Выбрать главу

Обожание натуры проявлялось у него на каждом шагу.

Бывало, в Куоккале стоит на морозе и восторженно смотрит вверх, словно слушает далекую музыку. Это он любуется дымом, который идет из трубы. И на лице у него умиление. «Какая фантазия — эти дымы из труб! — говорит он в одной статье. — Они так играют на солнце! Бесконечные варианты и в формах и в освещениях!»

Красками, тонами и формами зримого мира он часто восхищался, как музыкой. Вот его впечатления от Волги, от очертания ее берегов:

«Это запев „Камаринской“ Глинки… характер берегов Волги на российском размахе ее протяжений дает образы для всех мотивов „Камаринской“, с той же разработкой деталей в своей оркестровке». [248]

И Рембрандта ощущал как музыку.

«Рембрандт обожал свет. С особым счастьем купался он в прозрачных тенях своего воздуха, который неразлучен с ним всегда, как дивная музыка оркестра, его дрожащих и двигающихся, во всех глубинах согласованных звуков». [249]«…Ни один художник в мире не сравнялся с ним в этой музыке тональностей…». [250]

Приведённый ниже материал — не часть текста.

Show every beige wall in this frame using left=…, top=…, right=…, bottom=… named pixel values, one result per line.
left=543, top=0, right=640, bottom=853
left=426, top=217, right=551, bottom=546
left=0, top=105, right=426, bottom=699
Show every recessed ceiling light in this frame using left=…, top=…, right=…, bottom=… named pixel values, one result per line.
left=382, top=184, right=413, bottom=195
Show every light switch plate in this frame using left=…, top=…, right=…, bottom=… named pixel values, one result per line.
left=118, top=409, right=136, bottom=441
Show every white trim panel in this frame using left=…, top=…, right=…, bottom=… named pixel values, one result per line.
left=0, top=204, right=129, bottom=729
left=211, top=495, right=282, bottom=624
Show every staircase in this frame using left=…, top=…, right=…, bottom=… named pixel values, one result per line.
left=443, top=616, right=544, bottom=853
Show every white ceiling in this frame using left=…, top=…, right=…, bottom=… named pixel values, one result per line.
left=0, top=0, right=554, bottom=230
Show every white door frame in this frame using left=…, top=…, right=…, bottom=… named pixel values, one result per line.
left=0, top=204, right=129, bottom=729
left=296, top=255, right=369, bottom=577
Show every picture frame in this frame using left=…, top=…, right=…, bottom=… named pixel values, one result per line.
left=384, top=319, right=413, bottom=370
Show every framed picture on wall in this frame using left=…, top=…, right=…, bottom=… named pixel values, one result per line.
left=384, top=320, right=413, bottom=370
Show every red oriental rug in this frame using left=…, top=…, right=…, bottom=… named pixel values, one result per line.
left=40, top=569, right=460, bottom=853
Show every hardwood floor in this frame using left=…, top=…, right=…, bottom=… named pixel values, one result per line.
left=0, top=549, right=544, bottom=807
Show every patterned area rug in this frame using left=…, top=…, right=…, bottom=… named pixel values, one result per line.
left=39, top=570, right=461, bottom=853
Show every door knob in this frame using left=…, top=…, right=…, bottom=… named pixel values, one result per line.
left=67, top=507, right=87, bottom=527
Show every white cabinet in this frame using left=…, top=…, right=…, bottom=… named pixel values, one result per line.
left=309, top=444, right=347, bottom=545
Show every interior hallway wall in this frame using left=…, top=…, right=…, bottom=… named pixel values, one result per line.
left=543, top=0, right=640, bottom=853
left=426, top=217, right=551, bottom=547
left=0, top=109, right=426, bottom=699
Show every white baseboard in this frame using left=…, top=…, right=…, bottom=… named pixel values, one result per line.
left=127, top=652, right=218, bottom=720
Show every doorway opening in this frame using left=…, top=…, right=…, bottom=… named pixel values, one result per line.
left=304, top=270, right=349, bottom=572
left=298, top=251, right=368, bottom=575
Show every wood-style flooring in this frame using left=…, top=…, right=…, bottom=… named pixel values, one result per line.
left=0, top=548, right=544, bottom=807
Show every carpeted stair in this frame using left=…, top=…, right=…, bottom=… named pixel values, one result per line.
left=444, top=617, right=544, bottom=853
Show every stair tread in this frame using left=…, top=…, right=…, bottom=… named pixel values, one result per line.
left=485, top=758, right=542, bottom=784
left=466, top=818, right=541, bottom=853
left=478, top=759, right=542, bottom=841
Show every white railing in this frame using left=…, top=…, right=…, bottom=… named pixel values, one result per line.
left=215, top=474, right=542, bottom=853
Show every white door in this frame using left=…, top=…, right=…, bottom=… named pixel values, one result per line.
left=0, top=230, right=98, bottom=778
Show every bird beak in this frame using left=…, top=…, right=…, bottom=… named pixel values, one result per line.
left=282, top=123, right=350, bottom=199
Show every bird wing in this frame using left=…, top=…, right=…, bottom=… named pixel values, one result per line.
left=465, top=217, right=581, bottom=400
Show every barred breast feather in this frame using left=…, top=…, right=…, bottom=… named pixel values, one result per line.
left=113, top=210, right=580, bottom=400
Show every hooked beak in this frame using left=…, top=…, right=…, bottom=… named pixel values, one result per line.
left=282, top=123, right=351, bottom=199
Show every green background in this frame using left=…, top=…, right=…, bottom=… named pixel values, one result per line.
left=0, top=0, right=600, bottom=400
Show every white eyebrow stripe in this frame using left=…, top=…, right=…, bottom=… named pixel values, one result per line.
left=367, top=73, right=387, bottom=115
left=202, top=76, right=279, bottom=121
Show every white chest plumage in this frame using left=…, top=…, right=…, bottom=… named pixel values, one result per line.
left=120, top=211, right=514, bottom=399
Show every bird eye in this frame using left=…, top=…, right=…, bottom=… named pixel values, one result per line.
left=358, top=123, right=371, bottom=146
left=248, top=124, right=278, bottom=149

И даже своего «сыноубийцу Ивана» написал под наитием музыки.

«Когда-то в Москве, — говорил он впоследствии, — я слышал новую вещь Римского-Корсакова. Она произвела на меня неотразимое впечатление, и я подумал, нельзя ли воплотить в живописи то настроение, которое создалось у меня под влиянием этой музыки».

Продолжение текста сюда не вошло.